Tayfun Talipğolu'nun Aydınlık Dergisinin 20 Eylül 2010 Tarihli sayısındaki Referandum sonuçlarını ve Silivrideki tutsaklarla ilgili değerlendirmelerde bulunduğu röpörtajını dikkatinize sunuyoruz.
TRT’de çalışması kadar ayrılması da tartışma yarattı. Tayfun Talipoğlu, geçen hafta sonu basında yer alan tek cümlelik veda mesajıyla gündeme geldi: “Kendime ve programıma olan saygıyı yitirmemek için istifa ediyorum” Talipoğlu’na ulaştık ve TRT’den ayrılışını konuştuk.
“DEMOKRATLIK ADINA VİTRİNLERDEN BİRİYDİM"
Bam Teli programı çok izlenirken 2008’de NTV’den ayrılıp TRT’ye geçti. Bu geçiş eleştiri oklarını üstüne çevirdi. Talipoğlu, iki ay gerçekleşen gündemeyse yeni gelen bu ayrılışın nedenini şöyle anlattı: “Türkiye’deki genel gidişte ve doğal olarak TRT’ye yansımasında artık orada olmamam gerektiğini düşündüm. Niye düşündüm? Hani bir gemi vardır, bu gemide istemediğiniz uygulamalar yaşanır. Dersiniz ki ‘Ben orada tayfaydım, benim haberim yoktu. Ama olduktan sonra orada kalmak çok normal değildi. Bu gemide olmamalıyım diye gördüm. Çünkü bir okuyucum
bana kendi yazdığım kitabı gönderdi. Bugün Eskişehir Eski Emniyet Müdürü Hanefi Avcı’nın
kitabında yazdığı birtakım şeyleri ben yirmi sene önce yazmışım, kitaplaşmış Benim Yolum
kitabında. Okuyucum şöyle diyor: ‘Bunları sen yazmıştın!’ Bir an düşündüm.
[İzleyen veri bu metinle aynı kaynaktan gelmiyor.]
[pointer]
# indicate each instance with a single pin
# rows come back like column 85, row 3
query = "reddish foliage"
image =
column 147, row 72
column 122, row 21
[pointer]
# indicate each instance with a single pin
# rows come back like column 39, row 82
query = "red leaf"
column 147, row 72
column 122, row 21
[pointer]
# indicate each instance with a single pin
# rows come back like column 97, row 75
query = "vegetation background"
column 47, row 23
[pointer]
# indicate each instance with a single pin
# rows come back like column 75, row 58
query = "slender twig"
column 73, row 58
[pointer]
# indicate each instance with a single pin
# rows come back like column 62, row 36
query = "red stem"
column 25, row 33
Zaman zaman
özeleştiri yapmak lazım, sisteme kaptırıp gidiyorsunuz kendinizi. Bir iktidara bu kadar güç verirseniz verirseniz tutamazsınız. Tamam demokratlık adına bizim gibi vitrin isimler oldu. Bu
vitrinlerden biriydim itiraf ediyorum.”
“HALKOYLAMASINDA DEMOKRASİ TARTIŞIYORUZ, SİLİVRİ’DE DAVA SÜRÜYOR”
Talipoğlu’na “NTV’den ayrılıp TRT’ye geçtiğinizde de demokrasi sorunları vardı. TRT’de kadrolaşma o zaman da vardı. O zaman niye TRT’yi seçtiniz peki?” diye sorduk. Talipoğlu’nun sorumuza yanıtı şöyleydi: “TRT’den geldi teklif. Hani başka yerden geldi de biz mi gitmedik diye düşünmek gerekiyor biraz burada. İkincisi bakın ister özeleştiri kabul edin, ister başka bir şey ama şu var: Umut ediyorsunuz. Bu söylemlere inanmak istiyorsunuz. Türkiye’nin barışması gerektiğine inanmak istiyorsunuz. İnanmak istediğine inanıyor insanlar çünkü sizin bulunduğunuz cephede bu desteği de bulamıyorsunuz. Kendinizce mazeretler de buluyorsunuz. “Mazeret” diyorum tırnak
içinde bak. Diyorsunuz ki ‘Olsun hiç olmazsa sesimi duyuracak bir yer buldum.
Bana da karışmıyor.’ Ama yüzde 47’ye kadar kadrolaşma filan bu kadar bariz değildi.”
Talipoğlu, halkoylamasını yorumlarken Ergenekon Davası’yla ilgili bir de özeleştiri yaptı: “Orada bir dava yürüyor Silivri’de. Orada bir sürü insan var. Biz burada demokrasi tartışıyoruz. Herkes
halkoylamasında demokrasi tartış ıyor. “Yetmez ama Evet’çiler” var. “Türkiye’de şöyle olacak böyle olacak” deniyor. Kardeşim orada bir sürü insan yatıyor. Sadece bir gazeteci değil. Sizin de ekibinizden insanlar yatıyor şu anda. Yarın bu bizim de başımıza gelebilir. Bu insanlar açmıyorlar bir yere, tutuksuz da yargılanabilirler. Herkes, ben dahil, özeleştiri yapmak zorunda. Ben özür diliyorum, duyarsız kaldık bu işe.”